Vanitas hausse un sourcil.
— Oui.
— Et ça t'est venu comme ça, d'un coup.
Il ne peut pas dire qu'il n'en a pas déjà rêvé avant de venir. La vie de vampire est alléchante, et Neo aime le pouvoir que ses camarades lui évoquent. Evidemment, qu'il y a pensé.
Mais au-delà du pouvoir et de la promesse d'une mort vaincue, il est un fait qui influence inévitablement sa demande : il aime Vanitas, et Vanitas est un vampire. Sa peau est froide, dure, son rire porte les siècles, ses mains laissent parfois des bleus sur sa peau et son regard transperçant voit plus loin qu'il ne verra jamais. Vanitas est un vampire et malgré les hivers qui ont passé, son visage n'a pas changé.
Parce que Vanitas ne vieillit pas.
— Ce serait mieux pour nous.
— Nous ? Tu t'attaches vite, dis-moi.
— Tu peux parler.
Le noiraud siffle. Neo sait qu'il déteste qu'on le perce, c'est d'autant plus amusant de le faire.
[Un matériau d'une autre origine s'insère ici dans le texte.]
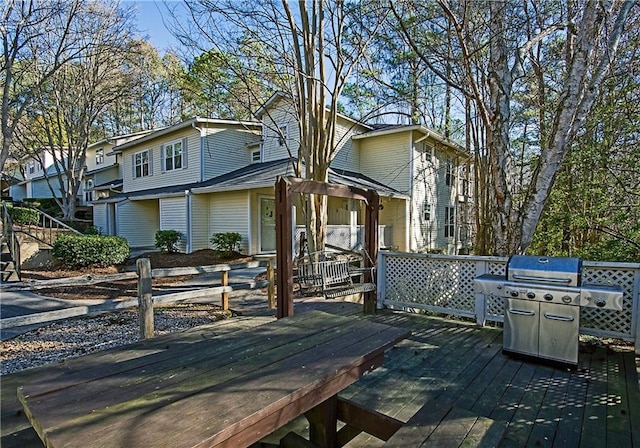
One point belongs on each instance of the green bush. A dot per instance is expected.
(24, 215)
(90, 250)
(167, 240)
(225, 242)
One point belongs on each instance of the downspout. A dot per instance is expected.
(188, 198)
(201, 131)
(411, 185)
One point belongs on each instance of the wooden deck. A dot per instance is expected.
(449, 379)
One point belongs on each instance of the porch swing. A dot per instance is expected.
(331, 274)
(332, 277)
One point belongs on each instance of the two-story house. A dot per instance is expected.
(207, 176)
(101, 174)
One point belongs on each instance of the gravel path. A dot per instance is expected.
(76, 337)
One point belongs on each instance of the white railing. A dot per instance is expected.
(445, 284)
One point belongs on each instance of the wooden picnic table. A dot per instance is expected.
(226, 390)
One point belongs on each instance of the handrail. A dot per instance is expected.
(47, 229)
(10, 236)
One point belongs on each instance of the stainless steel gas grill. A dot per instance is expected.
(542, 300)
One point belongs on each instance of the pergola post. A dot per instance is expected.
(371, 247)
(283, 250)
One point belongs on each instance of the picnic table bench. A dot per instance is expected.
(208, 390)
(332, 278)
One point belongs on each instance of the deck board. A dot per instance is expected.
(454, 373)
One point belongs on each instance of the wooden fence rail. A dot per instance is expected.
(144, 275)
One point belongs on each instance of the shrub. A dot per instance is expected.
(167, 240)
(24, 215)
(225, 242)
(90, 250)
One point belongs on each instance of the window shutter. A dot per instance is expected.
(184, 153)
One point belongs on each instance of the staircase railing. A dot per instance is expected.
(11, 239)
(46, 230)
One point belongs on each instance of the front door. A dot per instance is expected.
(267, 225)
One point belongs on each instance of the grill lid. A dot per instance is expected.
(544, 270)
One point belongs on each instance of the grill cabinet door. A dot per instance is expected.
(521, 326)
(559, 332)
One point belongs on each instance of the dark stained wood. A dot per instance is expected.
(323, 422)
(366, 420)
(145, 298)
(284, 254)
(214, 394)
(443, 367)
(284, 187)
(371, 248)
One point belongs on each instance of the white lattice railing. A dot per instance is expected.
(445, 284)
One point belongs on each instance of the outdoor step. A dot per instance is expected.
(441, 425)
(9, 276)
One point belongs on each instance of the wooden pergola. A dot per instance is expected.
(286, 187)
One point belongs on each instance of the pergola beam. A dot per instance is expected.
(285, 186)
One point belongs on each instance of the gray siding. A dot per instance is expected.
(138, 222)
(200, 222)
(387, 159)
(100, 218)
(158, 178)
(229, 212)
(225, 150)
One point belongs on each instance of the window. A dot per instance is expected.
(449, 222)
(141, 165)
(283, 134)
(88, 190)
(173, 154)
(450, 174)
(99, 156)
(426, 212)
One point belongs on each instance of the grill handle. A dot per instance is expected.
(522, 312)
(535, 278)
(560, 318)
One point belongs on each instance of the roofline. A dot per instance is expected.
(176, 127)
(278, 95)
(414, 127)
(117, 137)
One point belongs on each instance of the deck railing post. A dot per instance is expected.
(481, 299)
(145, 298)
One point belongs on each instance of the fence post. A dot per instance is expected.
(271, 288)
(145, 298)
(481, 299)
(225, 295)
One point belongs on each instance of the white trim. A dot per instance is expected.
(250, 225)
(259, 248)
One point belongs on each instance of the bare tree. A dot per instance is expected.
(38, 37)
(308, 53)
(562, 53)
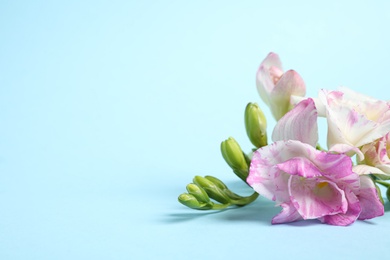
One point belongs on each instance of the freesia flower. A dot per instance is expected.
(276, 88)
(376, 157)
(354, 119)
(308, 183)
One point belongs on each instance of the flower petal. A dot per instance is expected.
(288, 214)
(291, 83)
(298, 124)
(349, 124)
(314, 198)
(345, 219)
(270, 70)
(300, 166)
(369, 200)
(363, 169)
(347, 149)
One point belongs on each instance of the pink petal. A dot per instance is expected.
(270, 70)
(363, 169)
(347, 149)
(298, 124)
(349, 124)
(268, 180)
(369, 200)
(300, 166)
(291, 83)
(350, 216)
(338, 168)
(314, 198)
(288, 214)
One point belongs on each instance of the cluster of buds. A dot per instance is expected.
(211, 193)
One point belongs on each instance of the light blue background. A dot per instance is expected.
(109, 108)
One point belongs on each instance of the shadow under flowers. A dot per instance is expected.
(260, 210)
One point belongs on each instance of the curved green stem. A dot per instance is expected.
(220, 206)
(246, 200)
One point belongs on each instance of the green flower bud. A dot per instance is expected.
(233, 155)
(224, 188)
(256, 125)
(189, 200)
(217, 182)
(199, 193)
(212, 190)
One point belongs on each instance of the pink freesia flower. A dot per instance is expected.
(276, 87)
(376, 157)
(308, 183)
(354, 119)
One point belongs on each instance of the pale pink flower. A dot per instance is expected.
(277, 88)
(308, 183)
(354, 119)
(376, 157)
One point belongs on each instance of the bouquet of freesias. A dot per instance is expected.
(336, 186)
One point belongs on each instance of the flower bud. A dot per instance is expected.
(217, 182)
(199, 193)
(189, 200)
(233, 155)
(212, 190)
(256, 125)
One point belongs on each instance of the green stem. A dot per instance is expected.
(220, 206)
(246, 200)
Cette moue irritée, son regard qui se plisse, sa langue qui claque. Il connaît ses tics. Il les savoure.
— Je vais vieillir.
— Je vieillis aussi, tu sais.
— Pas physiquement.
— Détail.
Il parle, il parle, mais il se tourne. Il ne veut pas le regarder en face, parce qu'il sait qu'il a raison.
— J'aurai dix-neuf ans cet hiver, Neo fait remarquer. T'avais quel âge, quand on t'a transformé ?
— Je ne sais plus. Ce n'est pas le genre de détail qu'on garde après des siècles de vie.
— T'as pas une petite idée ?
Vanitas n'est pas bête, et son amant encore moins. Il est prêt à parier que le corbeau était plus jeune que lui quand c'est arrivé. Son visage a encore la délicatesse d'une fin d'enfance. Ses traits ne sont pas assez carrés, ses mains, quoique puissantes, n'en sont pas moins petites. Oui, il était jeune. Il le sera toujours. Et lui, le temps l'emporte, et il a cette désagréable impression que le moindre jour qui passe l'éloigne de lui. Une nuit de plus, et il prend des heures que Vanitas ne connaîtra jamais.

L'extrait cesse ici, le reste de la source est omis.